He smiles. “Then it’s even better. You’re on that razor’s edge, the world becomes a blur, and you’re living a blink at a time.”
I laugh. “You’re crazy.”
“Probably. I don’t know. If you don’t face death every once in a while, how do you know how to live?”
“Yin-yang, huh?”
“Sure.”
“I’ve had enough death,” I say.
He sits up, looks at me. “So, what, you shut down, become a robot, push it all away?”
“Said the pot to the kettle.”
He darkens, a pot ready to boil over.
“I don’t know, James. I just don’t want dragons reading my thoughts.”

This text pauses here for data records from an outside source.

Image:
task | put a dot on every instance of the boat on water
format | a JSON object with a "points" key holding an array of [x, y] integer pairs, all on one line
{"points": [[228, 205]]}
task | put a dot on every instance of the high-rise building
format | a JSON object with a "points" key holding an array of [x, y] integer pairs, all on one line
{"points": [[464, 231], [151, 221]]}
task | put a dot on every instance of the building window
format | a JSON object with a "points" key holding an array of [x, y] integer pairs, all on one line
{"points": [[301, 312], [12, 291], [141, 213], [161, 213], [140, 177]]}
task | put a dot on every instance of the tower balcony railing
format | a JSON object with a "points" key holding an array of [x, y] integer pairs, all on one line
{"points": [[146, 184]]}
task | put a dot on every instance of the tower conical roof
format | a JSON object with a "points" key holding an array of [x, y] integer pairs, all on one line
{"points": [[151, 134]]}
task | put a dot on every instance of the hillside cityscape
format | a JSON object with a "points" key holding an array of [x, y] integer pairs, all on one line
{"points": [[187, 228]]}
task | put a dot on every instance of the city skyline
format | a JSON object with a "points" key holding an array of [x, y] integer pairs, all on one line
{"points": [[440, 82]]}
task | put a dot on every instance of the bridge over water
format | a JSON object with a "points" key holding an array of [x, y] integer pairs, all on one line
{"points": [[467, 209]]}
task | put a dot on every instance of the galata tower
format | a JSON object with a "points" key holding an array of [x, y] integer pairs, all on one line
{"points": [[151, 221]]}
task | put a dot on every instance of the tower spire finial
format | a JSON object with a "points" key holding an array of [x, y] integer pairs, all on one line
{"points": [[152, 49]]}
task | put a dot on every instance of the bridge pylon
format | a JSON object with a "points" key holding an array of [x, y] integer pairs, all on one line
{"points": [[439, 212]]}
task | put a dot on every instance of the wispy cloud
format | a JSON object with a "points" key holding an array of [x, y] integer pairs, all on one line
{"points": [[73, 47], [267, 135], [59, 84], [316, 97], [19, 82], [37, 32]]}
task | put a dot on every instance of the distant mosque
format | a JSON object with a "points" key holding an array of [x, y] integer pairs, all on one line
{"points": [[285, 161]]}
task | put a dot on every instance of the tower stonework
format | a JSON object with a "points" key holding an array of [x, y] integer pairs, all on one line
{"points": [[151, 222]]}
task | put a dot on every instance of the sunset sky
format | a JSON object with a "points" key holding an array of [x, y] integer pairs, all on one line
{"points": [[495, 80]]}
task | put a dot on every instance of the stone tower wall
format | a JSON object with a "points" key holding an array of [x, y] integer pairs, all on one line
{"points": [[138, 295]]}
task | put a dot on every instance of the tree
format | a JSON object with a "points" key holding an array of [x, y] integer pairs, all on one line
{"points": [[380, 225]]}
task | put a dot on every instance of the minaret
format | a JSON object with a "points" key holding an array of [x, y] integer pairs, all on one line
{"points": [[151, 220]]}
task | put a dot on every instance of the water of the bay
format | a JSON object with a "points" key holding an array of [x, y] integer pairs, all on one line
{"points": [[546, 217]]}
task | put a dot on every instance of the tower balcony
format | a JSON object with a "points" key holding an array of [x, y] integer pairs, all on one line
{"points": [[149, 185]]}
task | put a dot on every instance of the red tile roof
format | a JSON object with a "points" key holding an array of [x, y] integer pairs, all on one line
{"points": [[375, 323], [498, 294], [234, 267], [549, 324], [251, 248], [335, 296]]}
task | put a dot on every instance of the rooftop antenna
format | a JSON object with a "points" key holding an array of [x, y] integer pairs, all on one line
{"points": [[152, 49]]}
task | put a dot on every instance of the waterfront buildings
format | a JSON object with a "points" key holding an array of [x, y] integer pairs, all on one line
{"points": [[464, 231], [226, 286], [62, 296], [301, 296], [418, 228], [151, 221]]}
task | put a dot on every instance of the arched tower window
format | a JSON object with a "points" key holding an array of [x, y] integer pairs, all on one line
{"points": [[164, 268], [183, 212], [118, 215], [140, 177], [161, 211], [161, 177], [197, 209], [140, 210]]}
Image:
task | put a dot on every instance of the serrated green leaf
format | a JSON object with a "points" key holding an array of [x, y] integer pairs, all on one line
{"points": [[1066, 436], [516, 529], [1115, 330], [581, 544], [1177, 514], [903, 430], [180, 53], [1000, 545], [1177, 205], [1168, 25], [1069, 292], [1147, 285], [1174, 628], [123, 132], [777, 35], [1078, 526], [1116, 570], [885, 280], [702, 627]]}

“You ever consider maybe it’s not such a bad thing?”
“Okay, if it’s not such a bad thing, tell me what you’re thinking. Because it certainly seems like you’re trying to keep it all concealed.”
He looks away. “I am, but I’m not.”
I wait.
He picks at a cuticle, his shoulders sag. “Yin-yang,” he mumbles.
I wait.
He shakes his head.
“That’s it?” I ask.
“Yeah.”
I give him a playful nudge. “Liar.”
“It doesn’t matter, Melissa.”
I inch closer. “Tell me. Please.”
He’s silent for a long time. Finally he shrugs. “I won’t run from death. I won’t run from pain or fear. Life hurts sometimes, sometimes so much that you think it’s never gonna stop hurting. That’s a beautiful thing.”
“Beautiful?”
He looks at me, angry almost. “Better to feel something than nothing.”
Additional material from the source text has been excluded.